Bescheinigt der Betriebsarzt die Notwendigkeit einer Computerbrille, trägt das Unternehmen die Kosten dafür.
Bescheinigt der Betriebsarzt die Notwendigkeit einer Computerbrille, trägt das Unternehmen die Kosten dafür. FOTO: ddp
Dortmund. Wer im Job regelmäßig am Computer arbeitet und dafür eine spezielle Bildschirmbrille braucht, muss sie nicht selbst bezahlen. Die Kosten dafür übernimmt der Arbeitgeber. dpa/cm

Darauf weist Jörg Feldmann von der Bundesanstalt für Arbeitsschutz und Arbeitsmedizin hin. Das ergebe sich aus Paragraf drei des Arbeitsschutzgesetzes. Eine Bildschirmbrille ist auf die besonderen Anforderungen bei der Arbeit am Computer abgestimmt.

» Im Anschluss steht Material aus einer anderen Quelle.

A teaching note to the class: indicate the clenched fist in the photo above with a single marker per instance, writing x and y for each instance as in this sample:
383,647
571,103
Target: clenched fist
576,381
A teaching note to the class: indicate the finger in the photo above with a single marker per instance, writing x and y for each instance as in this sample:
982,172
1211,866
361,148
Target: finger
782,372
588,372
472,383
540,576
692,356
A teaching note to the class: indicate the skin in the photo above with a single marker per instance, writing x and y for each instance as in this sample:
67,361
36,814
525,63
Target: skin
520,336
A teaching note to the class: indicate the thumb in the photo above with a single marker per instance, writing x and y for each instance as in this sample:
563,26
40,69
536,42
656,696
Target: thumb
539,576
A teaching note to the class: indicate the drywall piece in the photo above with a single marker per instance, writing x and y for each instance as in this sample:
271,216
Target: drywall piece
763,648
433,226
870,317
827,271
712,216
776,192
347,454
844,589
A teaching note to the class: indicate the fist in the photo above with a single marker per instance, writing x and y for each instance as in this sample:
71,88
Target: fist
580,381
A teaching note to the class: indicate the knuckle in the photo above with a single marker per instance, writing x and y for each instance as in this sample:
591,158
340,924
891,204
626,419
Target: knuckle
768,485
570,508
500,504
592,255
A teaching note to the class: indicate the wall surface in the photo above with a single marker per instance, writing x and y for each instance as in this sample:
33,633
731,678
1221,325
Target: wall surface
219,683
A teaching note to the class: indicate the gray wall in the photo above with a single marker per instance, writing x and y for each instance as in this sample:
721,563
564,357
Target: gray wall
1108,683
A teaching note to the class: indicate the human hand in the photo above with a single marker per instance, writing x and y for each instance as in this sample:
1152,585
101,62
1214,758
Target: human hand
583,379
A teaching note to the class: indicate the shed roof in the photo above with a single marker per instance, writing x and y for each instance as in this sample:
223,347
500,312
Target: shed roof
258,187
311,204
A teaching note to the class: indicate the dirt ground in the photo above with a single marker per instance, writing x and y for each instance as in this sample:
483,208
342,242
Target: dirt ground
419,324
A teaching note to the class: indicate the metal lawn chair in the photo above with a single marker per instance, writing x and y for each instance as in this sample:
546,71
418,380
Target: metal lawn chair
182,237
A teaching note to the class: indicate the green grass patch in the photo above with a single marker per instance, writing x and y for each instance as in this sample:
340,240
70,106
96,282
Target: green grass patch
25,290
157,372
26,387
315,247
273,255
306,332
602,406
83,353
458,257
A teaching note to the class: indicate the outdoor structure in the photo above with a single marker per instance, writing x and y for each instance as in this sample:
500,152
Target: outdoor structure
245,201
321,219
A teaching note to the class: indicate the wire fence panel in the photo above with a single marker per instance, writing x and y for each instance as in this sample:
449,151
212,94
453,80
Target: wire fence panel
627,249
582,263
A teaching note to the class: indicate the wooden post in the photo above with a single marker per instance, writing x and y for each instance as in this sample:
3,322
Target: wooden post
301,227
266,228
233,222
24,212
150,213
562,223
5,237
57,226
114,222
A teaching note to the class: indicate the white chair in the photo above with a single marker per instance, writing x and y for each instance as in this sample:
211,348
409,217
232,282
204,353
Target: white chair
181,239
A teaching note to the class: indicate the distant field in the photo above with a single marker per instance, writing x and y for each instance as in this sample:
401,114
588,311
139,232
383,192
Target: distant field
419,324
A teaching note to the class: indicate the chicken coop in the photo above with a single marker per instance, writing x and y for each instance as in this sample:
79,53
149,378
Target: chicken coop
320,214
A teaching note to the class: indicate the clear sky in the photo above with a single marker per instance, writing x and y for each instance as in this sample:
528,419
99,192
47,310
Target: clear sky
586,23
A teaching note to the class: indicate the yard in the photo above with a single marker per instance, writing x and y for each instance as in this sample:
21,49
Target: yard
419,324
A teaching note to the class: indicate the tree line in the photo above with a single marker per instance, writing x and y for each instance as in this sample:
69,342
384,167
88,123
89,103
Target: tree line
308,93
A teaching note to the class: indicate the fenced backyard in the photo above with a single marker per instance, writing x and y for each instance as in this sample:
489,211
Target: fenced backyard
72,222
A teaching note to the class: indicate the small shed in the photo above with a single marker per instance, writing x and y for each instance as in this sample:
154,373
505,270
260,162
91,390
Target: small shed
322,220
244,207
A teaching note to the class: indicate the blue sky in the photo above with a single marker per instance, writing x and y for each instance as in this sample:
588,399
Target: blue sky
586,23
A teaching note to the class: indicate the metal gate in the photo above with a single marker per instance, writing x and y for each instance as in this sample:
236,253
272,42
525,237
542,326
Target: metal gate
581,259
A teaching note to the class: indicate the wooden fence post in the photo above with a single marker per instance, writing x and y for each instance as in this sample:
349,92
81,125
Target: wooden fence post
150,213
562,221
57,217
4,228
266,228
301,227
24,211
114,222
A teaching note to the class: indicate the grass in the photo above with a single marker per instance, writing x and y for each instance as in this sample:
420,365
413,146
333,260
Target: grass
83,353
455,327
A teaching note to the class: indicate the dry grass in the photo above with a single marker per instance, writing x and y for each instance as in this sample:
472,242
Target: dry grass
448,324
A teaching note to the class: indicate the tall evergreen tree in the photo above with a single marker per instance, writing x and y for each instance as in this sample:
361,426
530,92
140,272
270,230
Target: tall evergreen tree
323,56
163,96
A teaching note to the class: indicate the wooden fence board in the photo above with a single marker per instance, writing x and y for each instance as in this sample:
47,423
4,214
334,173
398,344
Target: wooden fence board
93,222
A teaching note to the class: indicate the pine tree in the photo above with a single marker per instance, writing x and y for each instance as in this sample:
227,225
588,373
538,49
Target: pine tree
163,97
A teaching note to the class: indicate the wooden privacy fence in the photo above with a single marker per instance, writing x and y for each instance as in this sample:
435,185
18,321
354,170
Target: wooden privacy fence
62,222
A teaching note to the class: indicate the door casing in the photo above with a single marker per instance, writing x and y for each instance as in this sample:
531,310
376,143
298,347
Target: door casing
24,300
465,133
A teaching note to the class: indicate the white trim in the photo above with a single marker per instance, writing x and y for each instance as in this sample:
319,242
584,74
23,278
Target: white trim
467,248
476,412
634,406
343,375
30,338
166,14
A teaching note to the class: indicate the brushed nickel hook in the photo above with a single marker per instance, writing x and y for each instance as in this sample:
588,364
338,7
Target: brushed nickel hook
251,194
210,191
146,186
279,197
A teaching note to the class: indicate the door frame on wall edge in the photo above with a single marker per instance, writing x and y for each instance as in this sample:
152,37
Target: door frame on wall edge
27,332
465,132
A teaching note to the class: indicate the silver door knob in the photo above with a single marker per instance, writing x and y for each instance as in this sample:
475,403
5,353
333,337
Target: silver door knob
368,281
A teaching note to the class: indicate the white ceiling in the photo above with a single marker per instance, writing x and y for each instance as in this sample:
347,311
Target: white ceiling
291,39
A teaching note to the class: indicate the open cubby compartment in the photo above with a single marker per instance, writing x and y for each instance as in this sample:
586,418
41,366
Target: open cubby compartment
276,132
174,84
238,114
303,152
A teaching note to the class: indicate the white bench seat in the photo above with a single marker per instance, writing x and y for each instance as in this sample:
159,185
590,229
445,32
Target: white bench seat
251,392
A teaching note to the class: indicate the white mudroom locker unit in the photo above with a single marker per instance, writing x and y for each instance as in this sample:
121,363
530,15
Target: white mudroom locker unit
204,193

Bei Fragen zum detaillierten Vorgehen wenden Arbeitnehmer sich am besten an den Betriebsarzt. Er muss bescheinigen, dass eine Brille für die Arbeit zwingend erforderlich ist. Mitarbeiter haben dabei aber keinen Anspruch auf besondere Brillengestelle oder Gläser und müssen sich mit der einfachsten Variante zufriedengeben. Außerdem gehört die Brille dann dem Arbeitgeber, und theoretisch kann er verlangen, dass sie am Arbeitsplatz bleibt.

Der Arbeitgeber sei aber nicht dazu verpflichtet, jedem, der kurzsichtig ist und am Computer arbeitet, eine Brille zu bezahlen, sagt Nathalie Oberthür, Fachanwältin für Arbeitsrecht aus Köln. Manchmal bekommen Mitarbeiter aber einen Zuschuss. Es lohnt sich deshalb durchaus zu fragen, wie in der Firma die Regelungen sind.